第38話

 

 一面の若々しい緑。

 目の前には後ろ足をダンッダンッと踏み鳴らす、お怒り気味なパンダウサギちゃんがいる。強靭な後ろ足から生み出される衝撃で、地面が揺れる。


 やばいよこの揺れ方。可愛いけど、蹴られたらバイ〇ンマンみたいに飛ばされちゃう。


 巨大な兎がたまに回りながら足を踏み鳴らす様子を呆然と見ていたら、ラドが「よろしいですか?」っと聞いてきた。


 何がですか? このうさちゃんをぶち殺して良いですかって事?

 それも勇気がいるけど、倒せるのかと疑問なほどでかいんだけど。兎の前歯の鋭さ舐めたらあかんよ。

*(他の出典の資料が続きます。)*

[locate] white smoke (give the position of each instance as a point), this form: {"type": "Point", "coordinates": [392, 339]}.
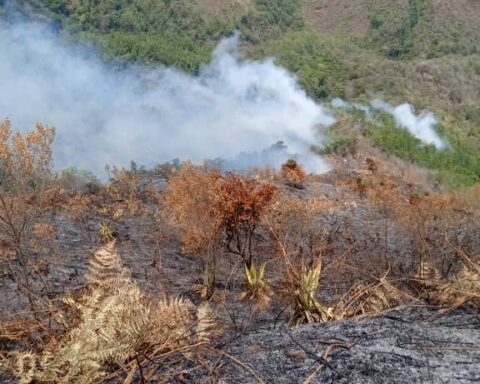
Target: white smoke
{"type": "Point", "coordinates": [421, 126]}
{"type": "Point", "coordinates": [103, 116]}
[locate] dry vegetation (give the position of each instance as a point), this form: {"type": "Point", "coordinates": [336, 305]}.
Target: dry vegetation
{"type": "Point", "coordinates": [286, 247]}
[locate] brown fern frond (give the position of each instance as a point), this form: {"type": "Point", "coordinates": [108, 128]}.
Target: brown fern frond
{"type": "Point", "coordinates": [207, 327]}
{"type": "Point", "coordinates": [105, 268]}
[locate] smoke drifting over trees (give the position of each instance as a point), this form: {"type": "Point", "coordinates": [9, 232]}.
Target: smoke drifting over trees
{"type": "Point", "coordinates": [154, 114]}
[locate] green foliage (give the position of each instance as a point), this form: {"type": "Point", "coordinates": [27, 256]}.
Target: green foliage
{"type": "Point", "coordinates": [270, 19]}
{"type": "Point", "coordinates": [392, 29]}
{"type": "Point", "coordinates": [455, 166]}
{"type": "Point", "coordinates": [311, 58]}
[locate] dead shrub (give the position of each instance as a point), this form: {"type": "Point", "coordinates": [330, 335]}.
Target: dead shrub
{"type": "Point", "coordinates": [25, 175]}
{"type": "Point", "coordinates": [212, 210]}
{"type": "Point", "coordinates": [293, 173]}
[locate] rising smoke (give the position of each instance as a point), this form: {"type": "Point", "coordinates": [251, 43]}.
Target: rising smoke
{"type": "Point", "coordinates": [103, 116]}
{"type": "Point", "coordinates": [421, 126]}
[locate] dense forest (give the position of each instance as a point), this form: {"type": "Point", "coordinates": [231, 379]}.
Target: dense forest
{"type": "Point", "coordinates": [420, 51]}
{"type": "Point", "coordinates": [366, 271]}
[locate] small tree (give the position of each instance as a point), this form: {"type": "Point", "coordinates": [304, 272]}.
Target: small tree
{"type": "Point", "coordinates": [25, 170]}
{"type": "Point", "coordinates": [210, 209]}
{"type": "Point", "coordinates": [190, 201]}
{"type": "Point", "coordinates": [240, 205]}
{"type": "Point", "coordinates": [293, 173]}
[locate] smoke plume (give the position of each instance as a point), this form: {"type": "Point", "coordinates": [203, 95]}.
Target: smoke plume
{"type": "Point", "coordinates": [105, 116]}
{"type": "Point", "coordinates": [421, 126]}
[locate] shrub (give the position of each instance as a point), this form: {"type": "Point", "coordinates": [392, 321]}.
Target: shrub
{"type": "Point", "coordinates": [293, 173]}
{"type": "Point", "coordinates": [25, 174]}
{"type": "Point", "coordinates": [211, 209]}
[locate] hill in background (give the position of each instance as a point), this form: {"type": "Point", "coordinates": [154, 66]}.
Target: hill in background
{"type": "Point", "coordinates": [424, 52]}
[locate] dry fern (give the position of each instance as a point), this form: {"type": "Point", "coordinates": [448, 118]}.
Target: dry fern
{"type": "Point", "coordinates": [300, 287]}
{"type": "Point", "coordinates": [462, 289]}
{"type": "Point", "coordinates": [116, 320]}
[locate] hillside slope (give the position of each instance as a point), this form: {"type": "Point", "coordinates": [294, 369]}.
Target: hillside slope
{"type": "Point", "coordinates": [424, 52]}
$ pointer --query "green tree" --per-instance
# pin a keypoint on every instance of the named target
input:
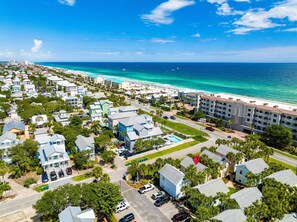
(97, 172)
(81, 159)
(108, 156)
(55, 201)
(102, 196)
(277, 136)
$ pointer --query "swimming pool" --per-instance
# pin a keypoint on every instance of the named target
(174, 139)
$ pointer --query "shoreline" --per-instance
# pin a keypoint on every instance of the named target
(161, 85)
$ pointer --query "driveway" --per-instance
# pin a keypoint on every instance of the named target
(140, 205)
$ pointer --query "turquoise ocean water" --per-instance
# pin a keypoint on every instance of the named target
(273, 81)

「向こうが来るんだったらしょうがないよ。でも倒せるの?」


「これぐらいの兎なら戦ったことがあります故、問題ないかと。ラティファの位置まで下がってください」


 兎から目を離さずに告げるラド。

 バイバ〇〇ーンって飛んで行くのは無しね?


 ラティファ隣まで下がる。うーん、ゲームならここでバフ掛けるんだろうけど分からないな。有るならHPとMPリジェネ位は掛けてあげたいところだよね。


 目の前で威嚇キックをする兎の迫力に圧倒される。あんなの当たったらお星様になっちゃうよ。

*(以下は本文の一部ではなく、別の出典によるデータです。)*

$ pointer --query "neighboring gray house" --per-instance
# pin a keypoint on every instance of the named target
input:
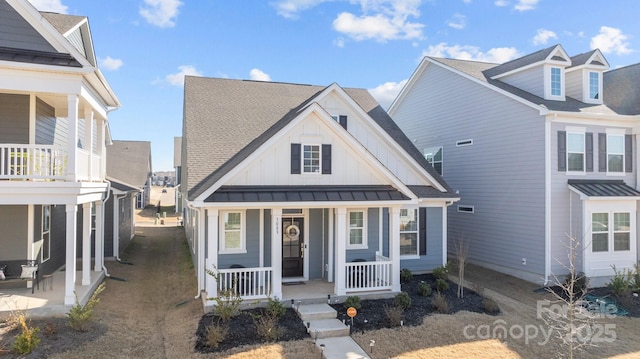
(540, 148)
(54, 107)
(286, 182)
(129, 172)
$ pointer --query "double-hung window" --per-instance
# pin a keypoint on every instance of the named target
(409, 231)
(46, 233)
(357, 228)
(615, 153)
(434, 157)
(602, 233)
(233, 240)
(311, 159)
(575, 152)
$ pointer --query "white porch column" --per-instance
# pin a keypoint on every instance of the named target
(70, 260)
(86, 243)
(99, 248)
(341, 250)
(276, 252)
(72, 144)
(394, 247)
(213, 237)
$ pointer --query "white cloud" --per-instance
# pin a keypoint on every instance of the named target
(50, 5)
(161, 13)
(457, 21)
(110, 63)
(467, 52)
(382, 20)
(387, 92)
(611, 40)
(290, 8)
(543, 36)
(177, 79)
(526, 5)
(259, 75)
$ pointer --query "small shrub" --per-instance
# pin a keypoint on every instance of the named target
(268, 329)
(394, 314)
(352, 301)
(424, 289)
(275, 308)
(28, 338)
(402, 300)
(405, 275)
(442, 285)
(439, 303)
(441, 272)
(215, 334)
(80, 317)
(490, 306)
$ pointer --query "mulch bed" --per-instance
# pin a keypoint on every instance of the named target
(372, 316)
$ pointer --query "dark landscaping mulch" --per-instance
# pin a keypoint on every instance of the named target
(372, 315)
(242, 329)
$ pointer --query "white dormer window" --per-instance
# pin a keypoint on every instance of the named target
(594, 85)
(556, 81)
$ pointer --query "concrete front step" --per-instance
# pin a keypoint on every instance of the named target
(309, 312)
(327, 328)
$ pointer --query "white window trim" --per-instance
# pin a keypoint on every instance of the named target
(365, 242)
(243, 239)
(417, 255)
(48, 231)
(319, 160)
(577, 131)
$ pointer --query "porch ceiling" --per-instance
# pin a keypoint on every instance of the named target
(305, 194)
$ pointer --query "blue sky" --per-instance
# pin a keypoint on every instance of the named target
(145, 47)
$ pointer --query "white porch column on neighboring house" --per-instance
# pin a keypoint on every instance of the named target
(72, 144)
(86, 243)
(70, 259)
(99, 247)
(213, 236)
(341, 250)
(394, 247)
(276, 251)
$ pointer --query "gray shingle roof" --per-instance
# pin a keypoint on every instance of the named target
(604, 188)
(621, 89)
(227, 120)
(129, 162)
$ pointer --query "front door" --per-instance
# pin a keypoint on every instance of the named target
(292, 247)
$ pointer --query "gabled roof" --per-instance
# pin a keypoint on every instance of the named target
(129, 162)
(621, 89)
(553, 53)
(242, 115)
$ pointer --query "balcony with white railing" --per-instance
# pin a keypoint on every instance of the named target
(41, 162)
(368, 276)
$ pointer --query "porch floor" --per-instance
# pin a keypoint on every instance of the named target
(46, 303)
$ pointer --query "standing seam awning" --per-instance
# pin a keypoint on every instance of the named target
(305, 194)
(604, 188)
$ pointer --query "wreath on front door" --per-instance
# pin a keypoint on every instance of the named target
(292, 231)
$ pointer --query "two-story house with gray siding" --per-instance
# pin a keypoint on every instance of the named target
(54, 106)
(287, 183)
(539, 154)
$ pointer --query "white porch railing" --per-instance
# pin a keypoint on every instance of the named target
(249, 283)
(32, 162)
(368, 276)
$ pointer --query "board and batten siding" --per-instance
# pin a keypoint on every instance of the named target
(14, 118)
(15, 32)
(501, 174)
(560, 194)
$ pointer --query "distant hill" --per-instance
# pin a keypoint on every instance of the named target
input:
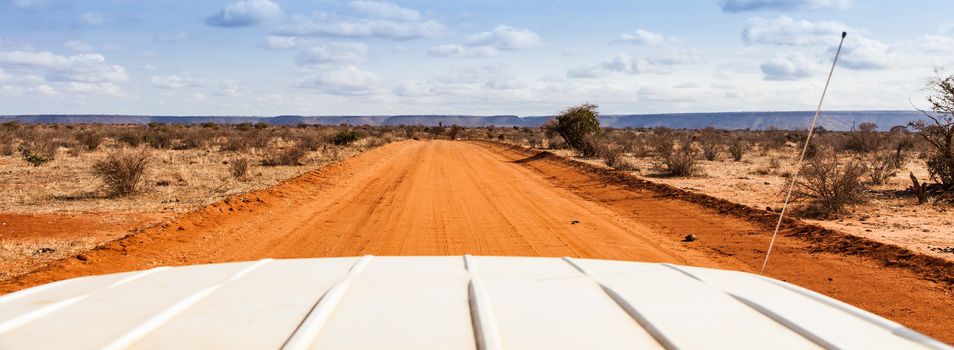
(835, 120)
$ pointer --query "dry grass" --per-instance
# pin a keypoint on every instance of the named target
(182, 175)
(891, 213)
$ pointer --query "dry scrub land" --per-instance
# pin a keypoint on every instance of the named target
(60, 208)
(890, 212)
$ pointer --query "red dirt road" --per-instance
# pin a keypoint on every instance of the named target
(453, 198)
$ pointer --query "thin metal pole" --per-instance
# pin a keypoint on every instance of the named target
(798, 165)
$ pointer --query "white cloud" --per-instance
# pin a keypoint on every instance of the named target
(645, 37)
(367, 19)
(486, 44)
(936, 44)
(176, 37)
(862, 53)
(785, 30)
(412, 89)
(789, 67)
(245, 13)
(450, 50)
(109, 89)
(87, 67)
(365, 28)
(35, 4)
(348, 53)
(783, 5)
(656, 62)
(93, 19)
(177, 81)
(385, 10)
(78, 46)
(277, 42)
(504, 37)
(343, 80)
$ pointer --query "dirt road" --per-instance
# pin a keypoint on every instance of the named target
(453, 198)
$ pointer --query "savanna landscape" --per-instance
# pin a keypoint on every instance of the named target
(870, 206)
(712, 174)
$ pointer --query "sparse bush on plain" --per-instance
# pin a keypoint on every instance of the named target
(291, 155)
(882, 167)
(90, 139)
(737, 149)
(710, 142)
(577, 125)
(123, 170)
(40, 151)
(676, 153)
(239, 168)
(831, 185)
(864, 140)
(939, 131)
(345, 137)
(613, 156)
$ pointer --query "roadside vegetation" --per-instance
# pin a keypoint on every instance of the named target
(51, 168)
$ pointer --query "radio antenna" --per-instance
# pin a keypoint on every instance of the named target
(798, 165)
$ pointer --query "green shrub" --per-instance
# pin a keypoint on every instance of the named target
(576, 125)
(345, 137)
(122, 170)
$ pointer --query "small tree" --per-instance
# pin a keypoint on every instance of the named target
(737, 149)
(831, 184)
(864, 140)
(122, 171)
(938, 130)
(576, 125)
(710, 141)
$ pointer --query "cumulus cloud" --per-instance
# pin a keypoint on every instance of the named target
(366, 20)
(44, 72)
(782, 5)
(87, 67)
(340, 53)
(245, 13)
(862, 53)
(789, 67)
(504, 37)
(450, 50)
(278, 42)
(384, 10)
(94, 19)
(657, 62)
(37, 4)
(179, 81)
(343, 80)
(486, 44)
(938, 44)
(77, 46)
(645, 37)
(785, 30)
(176, 37)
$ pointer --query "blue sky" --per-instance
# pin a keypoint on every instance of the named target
(272, 57)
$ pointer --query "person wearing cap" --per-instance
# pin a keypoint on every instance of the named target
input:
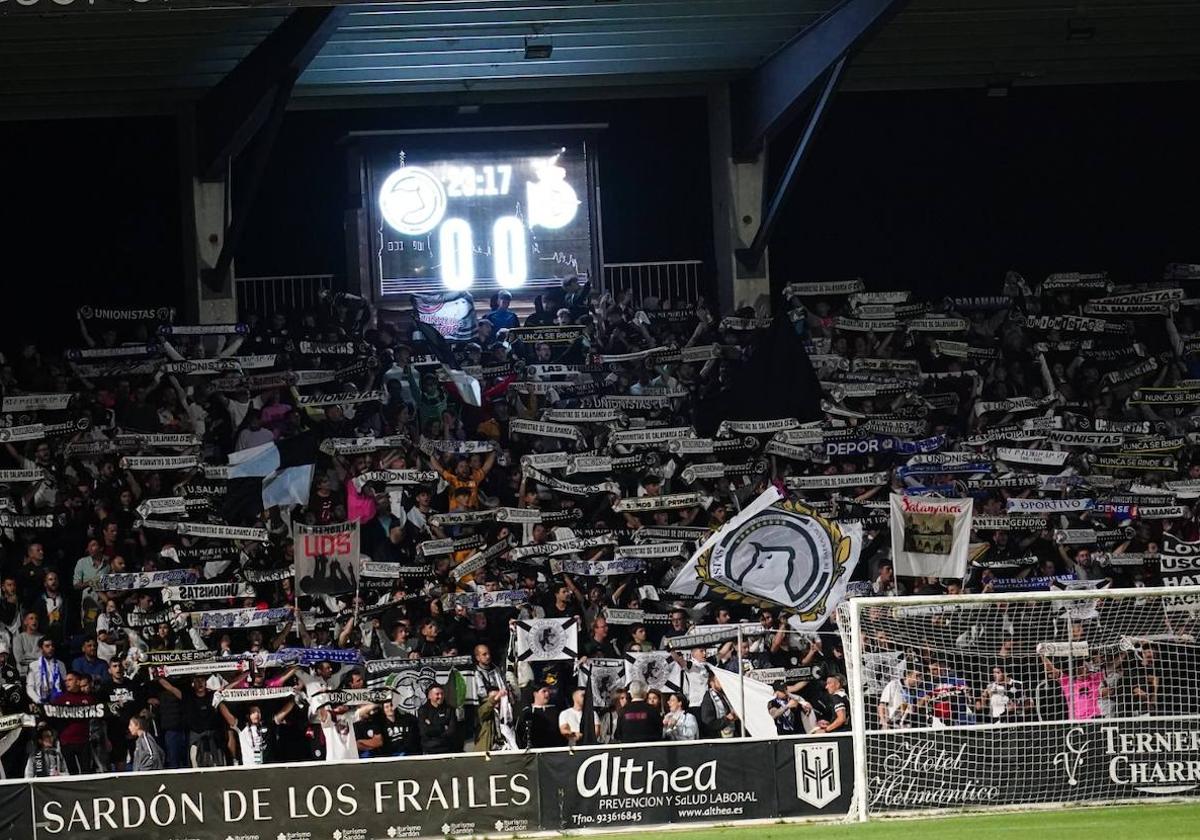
(538, 724)
(502, 317)
(783, 708)
(148, 755)
(465, 478)
(637, 723)
(89, 663)
(437, 724)
(679, 724)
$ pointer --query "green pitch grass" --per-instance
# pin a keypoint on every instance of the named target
(1159, 822)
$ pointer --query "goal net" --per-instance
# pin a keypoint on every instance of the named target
(979, 701)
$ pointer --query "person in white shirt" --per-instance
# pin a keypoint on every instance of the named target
(1002, 696)
(89, 569)
(895, 701)
(886, 583)
(695, 676)
(570, 721)
(679, 724)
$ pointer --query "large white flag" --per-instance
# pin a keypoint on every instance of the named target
(545, 640)
(778, 552)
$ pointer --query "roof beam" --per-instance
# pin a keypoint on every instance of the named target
(767, 99)
(237, 107)
(753, 256)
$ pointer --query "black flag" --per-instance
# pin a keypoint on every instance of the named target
(775, 382)
(587, 720)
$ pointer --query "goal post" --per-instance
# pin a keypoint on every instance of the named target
(1032, 699)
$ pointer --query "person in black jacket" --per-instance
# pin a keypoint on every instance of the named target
(639, 721)
(538, 724)
(437, 725)
(717, 715)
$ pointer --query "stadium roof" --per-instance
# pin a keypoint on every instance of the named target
(64, 58)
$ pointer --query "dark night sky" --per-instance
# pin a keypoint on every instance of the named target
(936, 191)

 ラドの盾は曲線のある大きな盾で、カイト型タワーシールドってところかな、下が尖ってる。

 ラドが小手で盾をガンーンと叩き、片手剣を腰に差したまま声を上げた。


「さぁ、来い!」


 その声に誘われたのか、盾を叩くのが挑発になったのか、兎が凄い勢いで突っ込んできてクイックターンと同時に凄まじい両脚蹴りをかました。

 受けると見せかけて体を返したラドが、振り向きざまに片手剣で胴をなで斬りにする。


 私達の前には刀を構えたイシャルが立っていた。もしもの時のために居てくれてるのかな?


 兎が突っ込んで来ないのを見たイシャルが

 シュッっと札を投げると、空振りした兎のお尻に火が爆ぜた。遁術も使えるんですね。


 驚いて飛び上がった兎がゴロゴロ転がって火を消す。可愛い尻尾の毛が焦げた程度で、火遁の威力は低そうだ。

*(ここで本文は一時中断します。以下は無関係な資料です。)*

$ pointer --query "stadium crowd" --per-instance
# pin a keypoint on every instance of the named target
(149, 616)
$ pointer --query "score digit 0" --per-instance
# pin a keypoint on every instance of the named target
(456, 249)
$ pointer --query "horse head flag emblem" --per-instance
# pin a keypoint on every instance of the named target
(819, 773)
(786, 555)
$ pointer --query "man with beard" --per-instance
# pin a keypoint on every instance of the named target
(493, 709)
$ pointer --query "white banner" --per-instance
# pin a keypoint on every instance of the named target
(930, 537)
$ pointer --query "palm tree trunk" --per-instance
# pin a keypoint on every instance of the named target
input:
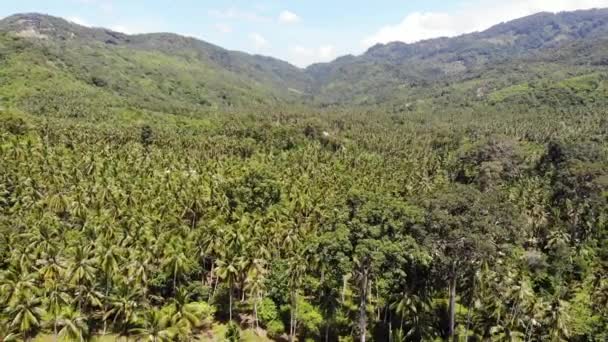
(363, 305)
(452, 307)
(255, 310)
(174, 279)
(230, 309)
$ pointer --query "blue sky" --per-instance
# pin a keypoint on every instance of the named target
(301, 32)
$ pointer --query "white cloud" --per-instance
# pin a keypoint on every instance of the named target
(259, 42)
(79, 21)
(233, 13)
(287, 17)
(104, 5)
(303, 56)
(122, 29)
(472, 16)
(223, 28)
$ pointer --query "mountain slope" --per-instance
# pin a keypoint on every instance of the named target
(534, 60)
(160, 72)
(385, 71)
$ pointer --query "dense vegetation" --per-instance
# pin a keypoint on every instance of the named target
(127, 209)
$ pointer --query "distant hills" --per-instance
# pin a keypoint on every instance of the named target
(48, 62)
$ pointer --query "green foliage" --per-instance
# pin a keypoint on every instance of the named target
(233, 333)
(149, 196)
(275, 329)
(267, 311)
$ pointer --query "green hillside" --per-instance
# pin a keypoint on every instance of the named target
(160, 188)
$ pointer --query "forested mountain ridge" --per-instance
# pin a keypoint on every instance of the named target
(192, 75)
(158, 188)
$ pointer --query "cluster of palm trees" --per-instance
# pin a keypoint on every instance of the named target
(412, 233)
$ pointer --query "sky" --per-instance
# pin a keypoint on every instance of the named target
(301, 32)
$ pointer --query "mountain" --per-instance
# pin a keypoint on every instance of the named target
(49, 62)
(390, 70)
(159, 72)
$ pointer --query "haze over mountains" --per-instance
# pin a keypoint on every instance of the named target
(168, 72)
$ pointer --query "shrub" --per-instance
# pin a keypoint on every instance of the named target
(267, 311)
(275, 329)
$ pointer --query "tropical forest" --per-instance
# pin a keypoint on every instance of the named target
(156, 187)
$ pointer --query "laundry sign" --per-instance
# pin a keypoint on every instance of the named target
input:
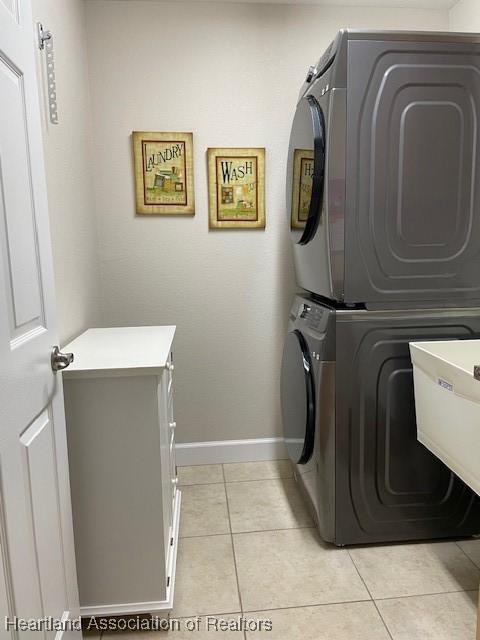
(163, 172)
(236, 188)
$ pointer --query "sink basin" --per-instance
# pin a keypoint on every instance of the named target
(447, 402)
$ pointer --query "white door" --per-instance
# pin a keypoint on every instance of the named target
(37, 564)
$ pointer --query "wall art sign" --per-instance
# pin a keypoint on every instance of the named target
(236, 188)
(163, 173)
(303, 165)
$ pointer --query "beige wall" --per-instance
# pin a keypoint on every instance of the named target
(230, 73)
(68, 166)
(465, 16)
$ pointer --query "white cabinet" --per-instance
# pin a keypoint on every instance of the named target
(121, 443)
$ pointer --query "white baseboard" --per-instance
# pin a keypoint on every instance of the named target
(218, 451)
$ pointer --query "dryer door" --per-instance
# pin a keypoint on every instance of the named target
(298, 398)
(306, 170)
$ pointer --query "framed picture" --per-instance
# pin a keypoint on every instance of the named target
(163, 173)
(236, 188)
(302, 186)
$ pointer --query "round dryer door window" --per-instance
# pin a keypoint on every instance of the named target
(306, 170)
(298, 398)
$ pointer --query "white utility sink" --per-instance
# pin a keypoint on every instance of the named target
(447, 400)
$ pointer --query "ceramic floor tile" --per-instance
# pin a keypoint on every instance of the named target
(352, 621)
(237, 472)
(415, 569)
(205, 579)
(447, 616)
(472, 549)
(291, 568)
(200, 474)
(266, 504)
(202, 628)
(204, 510)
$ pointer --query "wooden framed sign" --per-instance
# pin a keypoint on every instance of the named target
(236, 188)
(302, 186)
(163, 173)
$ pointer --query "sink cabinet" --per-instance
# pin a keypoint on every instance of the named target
(121, 443)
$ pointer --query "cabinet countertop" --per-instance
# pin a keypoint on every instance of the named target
(120, 351)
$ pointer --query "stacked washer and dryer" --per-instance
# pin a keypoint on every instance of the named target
(383, 196)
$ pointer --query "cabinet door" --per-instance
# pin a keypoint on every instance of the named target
(172, 425)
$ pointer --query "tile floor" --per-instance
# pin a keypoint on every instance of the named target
(248, 547)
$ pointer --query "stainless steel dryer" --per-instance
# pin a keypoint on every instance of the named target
(349, 424)
(383, 184)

 でも火が点いたら放ってはおけないし、十分使えるね。


 ラドが、盾を鳴らして挑発する。


 イシャルが横に廻り込み攻撃を始めた。 


 いつの間にか、その少し横に廻っていたムスターファが矢を放ち、真っ直ぐに飛んだ矢が兎の首元に突き刺さる。


「切り裂け、ウィンドエッジ!」


 腹の底から響くような声でラティファが唱えると、かまいたちのような風の刃が兎を切り裂いた。


 ぷーぶー鳴いた兎が血に染まった体を振ると、飛び散る血に混ざって鋭い棘のような毛が飛んで来くる。やばい!


 六角形の光が瞬き針が弾かれた。


 針は全方位に飛んだ。

 ムスターファは体をマントで覆いしゃがむ事で難を逃れ、近距離に居たイシャルは交差した腕と肩口に針を受けていた。


 こ、この兎なんか必殺技使うじゃん!


 時間あったんだから、最低でも前衛遊撃のイシャルには障壁を張るべきだった。


「イシャルを癒し給え」


 ハタキをイシャルに向けて唱える。薄らと緑色の光がイシャルを包む。

 ほんとにお願い先指定しないでも発動するんだ。マーベラス!


 怒り狂った兎が歯を向きながら向かってくる。


「ラドに減殺げんさいの障壁!」


 光が瞬き盾を構えるラドを包む。

 ラドが盾を地面に突き立てた。


 いなすのでは無く受けるつもり? あのサイズの突撃に耐えれるのかな。


 飛び上がりながら向かってくる兎。


「乱れ打ち」


「弾けろエアバレット!」


 ムスターファが、兎の側面に矢の雨を降らせ、ラティファの放った風の弾丸が兎の顔面に炸裂した。

 

 巨大兎を正面から受けるラド。耐えて!



 光が瞬いて兎とラドが激突した。